Holcim 2011 revenues dip by 9% due to slowdown in cement demand

 

• Local cement demand growth slowed down due to delayed public spending

• Holcim mitigated impact of weak demand and higher variable costs through diligent cost management

• Stronger performance in Q4 paves the way for a brighter outlook for 2012

The year 2011 was a challenging one for cement manufacturer Holcim Philippines, Inc., (HOLCIM). Coming from a very strong market demand in election year 2010, Holcim’s full-year sales revenues dipped by almost 9% to Php 21.62 billion. At the same time, given a continuous rise in prices for coal and electricity, which are the largest cost components in cement production, the energy costs per ton rose by 14%.

 Amid the difficult external factors, Holcim achieved a profit of Php 2.03 billion. Holcim Chief Operating Officer Roland van Wijnen said, “The environment in 2011 was certainly tough, but I believe we were able to demonstrate our resilience as an organization by responding early to market challenges and focusing on areas within our control. We managed to keep our market share within our target range and put in place various initiatives that have helped us improve operational efficiencies and effectively manage our costs. All these help us to position ourselves well for future growth.” 
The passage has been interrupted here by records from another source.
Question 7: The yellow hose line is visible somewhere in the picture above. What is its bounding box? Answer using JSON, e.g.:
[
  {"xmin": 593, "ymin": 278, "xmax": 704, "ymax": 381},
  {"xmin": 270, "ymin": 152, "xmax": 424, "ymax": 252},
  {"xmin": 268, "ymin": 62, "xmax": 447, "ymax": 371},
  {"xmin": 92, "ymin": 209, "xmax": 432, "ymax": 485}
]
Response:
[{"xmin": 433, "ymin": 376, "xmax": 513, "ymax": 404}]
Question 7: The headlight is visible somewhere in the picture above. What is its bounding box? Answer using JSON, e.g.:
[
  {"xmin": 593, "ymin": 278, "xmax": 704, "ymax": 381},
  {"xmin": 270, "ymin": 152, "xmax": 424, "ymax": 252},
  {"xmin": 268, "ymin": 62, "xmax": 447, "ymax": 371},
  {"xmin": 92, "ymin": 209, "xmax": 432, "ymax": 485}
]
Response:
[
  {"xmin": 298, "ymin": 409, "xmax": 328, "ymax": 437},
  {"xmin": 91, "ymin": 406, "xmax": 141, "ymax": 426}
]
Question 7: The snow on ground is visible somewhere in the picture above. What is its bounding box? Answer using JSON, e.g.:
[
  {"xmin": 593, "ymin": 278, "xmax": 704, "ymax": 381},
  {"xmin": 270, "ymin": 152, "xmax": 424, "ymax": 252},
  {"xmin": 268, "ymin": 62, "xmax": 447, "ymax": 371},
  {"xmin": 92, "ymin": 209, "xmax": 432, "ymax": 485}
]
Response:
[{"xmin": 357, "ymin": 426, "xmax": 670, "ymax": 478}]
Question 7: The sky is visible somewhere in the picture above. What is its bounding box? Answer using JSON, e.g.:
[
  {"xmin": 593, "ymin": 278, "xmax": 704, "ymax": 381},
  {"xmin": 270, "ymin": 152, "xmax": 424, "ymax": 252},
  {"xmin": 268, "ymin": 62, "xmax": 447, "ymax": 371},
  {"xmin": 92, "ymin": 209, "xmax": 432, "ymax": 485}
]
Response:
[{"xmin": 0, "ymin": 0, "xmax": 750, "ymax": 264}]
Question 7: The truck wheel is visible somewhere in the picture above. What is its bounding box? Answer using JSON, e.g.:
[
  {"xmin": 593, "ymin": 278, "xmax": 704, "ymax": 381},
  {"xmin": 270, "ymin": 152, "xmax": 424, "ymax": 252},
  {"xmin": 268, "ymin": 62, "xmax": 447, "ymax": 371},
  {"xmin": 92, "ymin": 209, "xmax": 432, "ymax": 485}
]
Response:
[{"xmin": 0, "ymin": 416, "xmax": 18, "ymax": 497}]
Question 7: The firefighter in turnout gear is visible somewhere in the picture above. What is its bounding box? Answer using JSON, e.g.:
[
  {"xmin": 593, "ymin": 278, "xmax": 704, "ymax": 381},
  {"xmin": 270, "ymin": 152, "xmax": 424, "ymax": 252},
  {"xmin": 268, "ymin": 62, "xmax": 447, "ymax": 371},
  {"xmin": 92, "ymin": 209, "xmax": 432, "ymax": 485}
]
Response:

Moreover, Van Wijnen noted the improved performance of the Ready Mix Concrete and Geocyle businesses. Geocycle enjoyed a record year, as Holcim stepped up the usage of alternative fuels and raw materials to reduce the company’s dependence on coal. Holcim's ready-mix concrete business registered a jump in volumes as it continued to gain the trust of its customers, especially premiere developers and contractors.

As for the company’s prospects this year, Van Wijnen said its outlook was one of “cautious optimism,” anchored on the government’s commitment to frontload infrastructure spending and the continued vigorous construction activity from the private sector—both of which were already apparent in the last quarter of 2011. 
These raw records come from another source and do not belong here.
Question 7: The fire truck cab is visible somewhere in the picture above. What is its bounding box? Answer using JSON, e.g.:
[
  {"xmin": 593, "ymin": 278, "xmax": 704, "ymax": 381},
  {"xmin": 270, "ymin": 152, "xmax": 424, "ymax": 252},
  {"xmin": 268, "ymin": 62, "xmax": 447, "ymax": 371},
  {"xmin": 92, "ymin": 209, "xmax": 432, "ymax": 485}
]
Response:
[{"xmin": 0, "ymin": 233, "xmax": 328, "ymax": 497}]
Even as Holcim looks forward to stronger demand, Van Wijnen added that the company will continue to explore ways to bring down costs through operational excellence and increased use of alternative fuels and raw materials.

“To ensure profitability levels that would enable us to make further significant investments to supply the market, cement prices will unavoidably have to be adjusted. For a sustainable operation, we need to return to 2010 price levels and recover the cost increases of 2011 and 2012,” he added.